When you start, your choice is text-based or simple graphics games and a variety of sliders to allocate your resources. The sliders set how much time is developed. For example, do you spend more time on sound or world design in phase three to release a casual fashion game for the PC market? After the game is released, you receive four reviews that impact your sales and you can generate a report that lets you know the ins and outs of making a law/action game (and if that's even a good combo to release at all).
As the years go on, the amount of consoles available grows and shrinks in accordance with the actual history of gaming. You do start out right after the second huge video game crash, so the audience is actively growing for most of the game. The major players are all there. PC gaming is always around. The Commodore 64 gives way to the rise of Nintendo. Nintendo leads to the Sega consoles. Nintendo announces then drops the deal with Sony to make a new disc-based console, leading to the rise of the Sony Playstation consoles. Microsoft jumps on board with the XBox and the Dreamcast's sales ruin Sega's bid in the console wars. Nintendo slowly shifts to a casual niche market while Microsoft and Sony battle it out for mature audience domination with the PC market.
The whole way through, you have to choose what markets to develop for. You research the best game options through trial and error and build up fans to release better games. You invest thousands, eventually millions, into the newest game engine only to release a flop title because industry trends shift and an action game just won't sell as well as an RPG.
Game Dev Tycoon's greatest strength is the level of control. You cannot control the forces of the market, but you get to strategize on everything else. Do you take up a big time publisher on a licensing deal to get a guaranteed pay day (or penalty) or do you go out on your own and try to win great reviews? Is it worth it to miss the launch window of a console you know from history will be more successful just to research one more amazing piece of tech for your new game engine? Which marketing campaign will actually have an impact on sales big enough to justify spending anywhere from 50K to well over one million dollars? Do you spend more money to find a more qualified group of potential employees or do you cheap out and spend the time to train them at a lower salary rate? And how much can you experiment with innovation when a wrong topic/genre combination can sink your business in a matter of weeks? This is a surprisingly complex game with a very easy to play interface. It's all buttons and sliders. If you want an employee to do something, you click on that employee. If you want the company to do something, you click on the office. As your business grows, you pull the screen left or right to access your research or console development labs. Time stops when you're in a mandatory game development window but continues on when you're checking your alternate activities.

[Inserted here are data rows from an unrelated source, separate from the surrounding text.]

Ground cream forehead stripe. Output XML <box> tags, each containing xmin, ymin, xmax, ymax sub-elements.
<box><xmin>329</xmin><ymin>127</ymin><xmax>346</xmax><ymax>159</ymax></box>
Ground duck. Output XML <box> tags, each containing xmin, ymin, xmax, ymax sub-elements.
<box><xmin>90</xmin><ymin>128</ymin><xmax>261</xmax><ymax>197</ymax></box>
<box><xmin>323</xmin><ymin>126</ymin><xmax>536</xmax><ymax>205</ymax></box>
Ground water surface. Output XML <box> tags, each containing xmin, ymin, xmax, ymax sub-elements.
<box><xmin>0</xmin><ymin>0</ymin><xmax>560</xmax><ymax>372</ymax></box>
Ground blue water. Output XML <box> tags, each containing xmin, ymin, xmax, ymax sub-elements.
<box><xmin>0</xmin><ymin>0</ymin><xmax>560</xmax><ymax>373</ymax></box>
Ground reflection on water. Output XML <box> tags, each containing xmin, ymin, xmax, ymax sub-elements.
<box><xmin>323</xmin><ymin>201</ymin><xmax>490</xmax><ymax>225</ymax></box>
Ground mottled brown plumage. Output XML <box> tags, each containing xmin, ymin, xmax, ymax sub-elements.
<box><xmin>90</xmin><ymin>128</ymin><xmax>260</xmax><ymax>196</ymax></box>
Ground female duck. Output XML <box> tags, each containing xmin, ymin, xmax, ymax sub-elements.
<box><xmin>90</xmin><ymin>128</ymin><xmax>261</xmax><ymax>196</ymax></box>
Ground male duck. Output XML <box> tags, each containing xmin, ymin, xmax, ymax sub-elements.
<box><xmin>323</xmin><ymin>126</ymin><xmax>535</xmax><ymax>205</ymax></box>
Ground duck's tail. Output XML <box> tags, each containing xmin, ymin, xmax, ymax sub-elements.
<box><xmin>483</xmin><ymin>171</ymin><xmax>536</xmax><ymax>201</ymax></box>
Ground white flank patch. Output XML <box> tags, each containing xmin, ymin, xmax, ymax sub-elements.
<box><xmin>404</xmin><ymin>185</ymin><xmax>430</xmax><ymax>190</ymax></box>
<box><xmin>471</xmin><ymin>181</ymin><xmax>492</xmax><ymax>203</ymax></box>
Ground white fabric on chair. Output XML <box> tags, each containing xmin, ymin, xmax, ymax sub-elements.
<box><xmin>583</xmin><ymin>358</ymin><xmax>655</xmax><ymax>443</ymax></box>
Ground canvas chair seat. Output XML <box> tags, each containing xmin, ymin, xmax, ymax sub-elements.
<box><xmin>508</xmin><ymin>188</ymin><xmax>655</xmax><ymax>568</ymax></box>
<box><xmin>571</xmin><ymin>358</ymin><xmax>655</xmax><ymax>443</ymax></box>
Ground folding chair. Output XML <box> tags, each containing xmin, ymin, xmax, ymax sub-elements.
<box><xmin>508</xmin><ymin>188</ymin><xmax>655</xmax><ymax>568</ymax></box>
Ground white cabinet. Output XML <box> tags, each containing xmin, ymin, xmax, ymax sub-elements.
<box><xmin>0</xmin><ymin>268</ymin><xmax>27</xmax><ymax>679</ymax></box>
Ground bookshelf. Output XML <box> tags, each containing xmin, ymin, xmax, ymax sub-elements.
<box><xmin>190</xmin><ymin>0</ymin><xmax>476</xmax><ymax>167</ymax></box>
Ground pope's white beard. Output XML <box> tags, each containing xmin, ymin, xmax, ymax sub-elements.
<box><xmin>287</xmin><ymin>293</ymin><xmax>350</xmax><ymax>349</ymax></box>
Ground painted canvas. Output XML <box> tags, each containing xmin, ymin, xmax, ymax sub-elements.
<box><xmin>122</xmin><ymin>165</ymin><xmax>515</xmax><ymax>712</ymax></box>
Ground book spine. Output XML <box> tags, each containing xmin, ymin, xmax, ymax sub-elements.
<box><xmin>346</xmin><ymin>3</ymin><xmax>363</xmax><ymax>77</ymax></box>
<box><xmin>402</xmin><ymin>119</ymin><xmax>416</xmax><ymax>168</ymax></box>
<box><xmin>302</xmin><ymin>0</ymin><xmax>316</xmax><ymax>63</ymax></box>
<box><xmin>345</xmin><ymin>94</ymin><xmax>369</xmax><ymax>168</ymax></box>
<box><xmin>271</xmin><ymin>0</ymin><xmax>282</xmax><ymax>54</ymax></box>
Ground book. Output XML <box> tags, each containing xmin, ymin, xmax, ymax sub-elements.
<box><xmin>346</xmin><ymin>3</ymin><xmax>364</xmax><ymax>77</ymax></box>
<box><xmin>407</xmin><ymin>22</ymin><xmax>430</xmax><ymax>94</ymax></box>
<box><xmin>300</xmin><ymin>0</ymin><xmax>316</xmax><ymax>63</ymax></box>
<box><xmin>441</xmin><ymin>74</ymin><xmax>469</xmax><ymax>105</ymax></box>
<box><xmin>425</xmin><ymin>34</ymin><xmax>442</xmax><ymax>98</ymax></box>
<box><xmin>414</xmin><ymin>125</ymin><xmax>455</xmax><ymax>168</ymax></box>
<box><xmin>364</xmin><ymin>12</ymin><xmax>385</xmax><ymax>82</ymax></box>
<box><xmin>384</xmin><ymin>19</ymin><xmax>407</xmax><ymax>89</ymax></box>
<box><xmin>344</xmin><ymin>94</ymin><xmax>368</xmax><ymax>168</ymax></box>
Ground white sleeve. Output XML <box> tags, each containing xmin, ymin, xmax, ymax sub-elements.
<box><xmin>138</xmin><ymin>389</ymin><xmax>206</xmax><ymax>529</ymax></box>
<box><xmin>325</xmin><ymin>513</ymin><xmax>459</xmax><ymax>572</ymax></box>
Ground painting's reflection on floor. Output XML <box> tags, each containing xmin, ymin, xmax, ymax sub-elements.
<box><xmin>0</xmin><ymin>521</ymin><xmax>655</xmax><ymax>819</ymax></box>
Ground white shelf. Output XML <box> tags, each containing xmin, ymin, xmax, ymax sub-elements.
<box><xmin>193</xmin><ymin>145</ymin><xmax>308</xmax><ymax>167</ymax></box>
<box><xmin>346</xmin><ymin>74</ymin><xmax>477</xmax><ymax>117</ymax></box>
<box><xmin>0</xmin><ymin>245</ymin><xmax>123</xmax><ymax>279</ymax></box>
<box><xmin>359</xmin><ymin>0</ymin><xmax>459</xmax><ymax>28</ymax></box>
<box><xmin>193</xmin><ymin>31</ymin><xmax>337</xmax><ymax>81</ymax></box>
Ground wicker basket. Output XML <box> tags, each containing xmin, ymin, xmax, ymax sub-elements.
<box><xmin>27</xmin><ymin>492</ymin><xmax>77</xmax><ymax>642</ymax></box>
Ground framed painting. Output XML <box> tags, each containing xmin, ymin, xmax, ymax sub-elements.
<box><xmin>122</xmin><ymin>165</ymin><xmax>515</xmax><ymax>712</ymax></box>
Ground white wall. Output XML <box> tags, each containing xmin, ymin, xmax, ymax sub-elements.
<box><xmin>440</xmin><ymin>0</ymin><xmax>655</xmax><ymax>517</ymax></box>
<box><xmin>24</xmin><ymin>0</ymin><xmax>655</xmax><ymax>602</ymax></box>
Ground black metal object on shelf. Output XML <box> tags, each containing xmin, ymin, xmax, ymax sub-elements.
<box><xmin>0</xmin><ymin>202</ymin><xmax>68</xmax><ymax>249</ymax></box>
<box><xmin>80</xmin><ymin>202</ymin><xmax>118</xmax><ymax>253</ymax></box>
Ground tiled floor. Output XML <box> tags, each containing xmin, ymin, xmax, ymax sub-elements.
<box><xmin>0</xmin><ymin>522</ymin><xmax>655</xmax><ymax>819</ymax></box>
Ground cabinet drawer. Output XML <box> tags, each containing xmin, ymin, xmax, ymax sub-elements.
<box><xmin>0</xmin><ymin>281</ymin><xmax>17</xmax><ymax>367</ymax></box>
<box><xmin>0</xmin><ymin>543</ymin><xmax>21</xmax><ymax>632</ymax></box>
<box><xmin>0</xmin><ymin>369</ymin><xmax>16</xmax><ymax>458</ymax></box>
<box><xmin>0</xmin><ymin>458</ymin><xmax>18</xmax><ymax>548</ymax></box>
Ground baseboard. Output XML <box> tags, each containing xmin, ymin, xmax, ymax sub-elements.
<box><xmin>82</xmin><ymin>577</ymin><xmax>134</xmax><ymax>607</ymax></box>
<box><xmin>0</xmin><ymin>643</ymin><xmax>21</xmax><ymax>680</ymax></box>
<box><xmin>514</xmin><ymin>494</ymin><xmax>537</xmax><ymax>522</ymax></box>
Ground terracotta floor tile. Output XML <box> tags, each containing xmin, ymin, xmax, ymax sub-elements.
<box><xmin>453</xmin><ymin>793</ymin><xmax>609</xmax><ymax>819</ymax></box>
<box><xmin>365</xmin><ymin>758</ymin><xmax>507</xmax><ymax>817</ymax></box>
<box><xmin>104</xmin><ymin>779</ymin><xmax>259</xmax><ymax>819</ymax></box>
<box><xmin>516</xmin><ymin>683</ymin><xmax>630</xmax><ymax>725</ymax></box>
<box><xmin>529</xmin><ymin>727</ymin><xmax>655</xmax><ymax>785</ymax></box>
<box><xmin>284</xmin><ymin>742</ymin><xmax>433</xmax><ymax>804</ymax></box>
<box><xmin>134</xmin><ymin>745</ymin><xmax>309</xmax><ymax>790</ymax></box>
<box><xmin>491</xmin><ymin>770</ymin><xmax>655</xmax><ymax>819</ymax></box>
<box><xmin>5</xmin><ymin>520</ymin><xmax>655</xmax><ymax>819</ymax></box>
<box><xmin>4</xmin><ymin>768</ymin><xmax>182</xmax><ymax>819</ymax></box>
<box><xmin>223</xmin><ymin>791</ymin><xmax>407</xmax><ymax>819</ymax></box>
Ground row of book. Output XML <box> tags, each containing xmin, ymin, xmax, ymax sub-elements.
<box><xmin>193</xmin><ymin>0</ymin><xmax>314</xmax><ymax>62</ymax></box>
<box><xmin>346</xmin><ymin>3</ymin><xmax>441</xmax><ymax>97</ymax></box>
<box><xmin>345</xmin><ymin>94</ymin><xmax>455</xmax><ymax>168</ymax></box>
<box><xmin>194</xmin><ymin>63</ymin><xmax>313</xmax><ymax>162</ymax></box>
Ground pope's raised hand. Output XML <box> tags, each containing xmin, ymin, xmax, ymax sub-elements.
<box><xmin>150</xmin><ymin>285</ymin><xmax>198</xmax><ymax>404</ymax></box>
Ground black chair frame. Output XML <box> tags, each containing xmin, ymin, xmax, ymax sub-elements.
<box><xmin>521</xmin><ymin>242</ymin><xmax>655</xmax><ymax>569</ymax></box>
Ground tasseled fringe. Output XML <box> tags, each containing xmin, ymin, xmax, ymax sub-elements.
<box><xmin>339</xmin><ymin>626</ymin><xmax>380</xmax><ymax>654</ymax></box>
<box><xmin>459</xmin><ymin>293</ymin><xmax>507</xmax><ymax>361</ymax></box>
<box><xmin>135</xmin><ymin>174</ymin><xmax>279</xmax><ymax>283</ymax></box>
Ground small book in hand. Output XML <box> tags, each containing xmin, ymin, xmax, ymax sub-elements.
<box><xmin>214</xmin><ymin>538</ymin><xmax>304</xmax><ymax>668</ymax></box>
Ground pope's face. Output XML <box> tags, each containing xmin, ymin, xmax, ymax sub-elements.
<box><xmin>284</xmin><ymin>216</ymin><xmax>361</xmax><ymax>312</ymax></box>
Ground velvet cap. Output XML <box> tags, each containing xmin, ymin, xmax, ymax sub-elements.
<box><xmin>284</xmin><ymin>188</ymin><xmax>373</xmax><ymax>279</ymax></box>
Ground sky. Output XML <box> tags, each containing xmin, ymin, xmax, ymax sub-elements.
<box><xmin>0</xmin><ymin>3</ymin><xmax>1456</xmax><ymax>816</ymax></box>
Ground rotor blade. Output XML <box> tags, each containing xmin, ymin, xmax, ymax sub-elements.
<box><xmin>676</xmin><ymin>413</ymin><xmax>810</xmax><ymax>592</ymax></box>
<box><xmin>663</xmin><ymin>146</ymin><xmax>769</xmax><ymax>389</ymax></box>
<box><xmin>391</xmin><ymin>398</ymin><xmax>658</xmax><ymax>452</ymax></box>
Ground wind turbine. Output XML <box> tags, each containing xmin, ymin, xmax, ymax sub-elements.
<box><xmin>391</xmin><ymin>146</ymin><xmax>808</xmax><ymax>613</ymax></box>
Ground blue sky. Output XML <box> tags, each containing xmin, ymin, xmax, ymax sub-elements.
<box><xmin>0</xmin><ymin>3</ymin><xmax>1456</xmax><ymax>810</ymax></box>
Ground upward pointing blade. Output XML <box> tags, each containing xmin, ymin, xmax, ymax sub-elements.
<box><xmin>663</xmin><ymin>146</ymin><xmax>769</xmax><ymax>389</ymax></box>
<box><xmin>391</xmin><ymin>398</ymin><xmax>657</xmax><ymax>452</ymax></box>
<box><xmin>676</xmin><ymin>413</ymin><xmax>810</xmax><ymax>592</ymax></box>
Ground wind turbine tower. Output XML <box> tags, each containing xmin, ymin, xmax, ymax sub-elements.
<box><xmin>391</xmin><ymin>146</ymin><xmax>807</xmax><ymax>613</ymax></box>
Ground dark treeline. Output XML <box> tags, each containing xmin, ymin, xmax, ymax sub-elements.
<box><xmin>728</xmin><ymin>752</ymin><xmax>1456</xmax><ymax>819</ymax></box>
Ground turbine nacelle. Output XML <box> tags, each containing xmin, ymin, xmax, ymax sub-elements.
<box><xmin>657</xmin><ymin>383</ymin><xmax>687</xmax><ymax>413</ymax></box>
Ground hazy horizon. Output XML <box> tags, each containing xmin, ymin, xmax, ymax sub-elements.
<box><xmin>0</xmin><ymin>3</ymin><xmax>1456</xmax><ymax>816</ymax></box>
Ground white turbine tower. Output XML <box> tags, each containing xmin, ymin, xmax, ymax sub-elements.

Then there are all the fun little add-ons that can help or hurt your game. If you develop your first Mature game in time, you get an interview with a national magazine that will automatically boost the hype over the game. If you employ multiple female developers, you can become a supporter of a women in games campaign and earn a lot of fans. You get to choose whether or not to shut down fan-made clones of your new hit game or release outdated source code for free, for a fee, or not at all. Want to get in on the convention circuit? Try buying a booth at E3 for anywhere from 80K to millions; ranking in the Top 100 booths increases your sales and can be worth the risk if you have enough fans. How many is that? I don't know.
Game Dev Tycoon is the best kind of simulation game. It's very easy to play but so full of complex content and choices that you want to keep playing to do better than the last time. It's designed for that. On each subsequent playthrough, you can choose to retain all the game combination and development information you've ever discovered so you know from the start what goes into a good adventure game. So far, I've yet to top the performance of The Best Games Company Ever and I'm still going back to figure out where in this ever-branching narrative of entertainment versus business I'm making the wrong choice to zoom into the future of console gaming.
Game Dev Tycoon is currently available on Steam for the discount price of $6.69 through Tuesday, 3 December. It's worth it.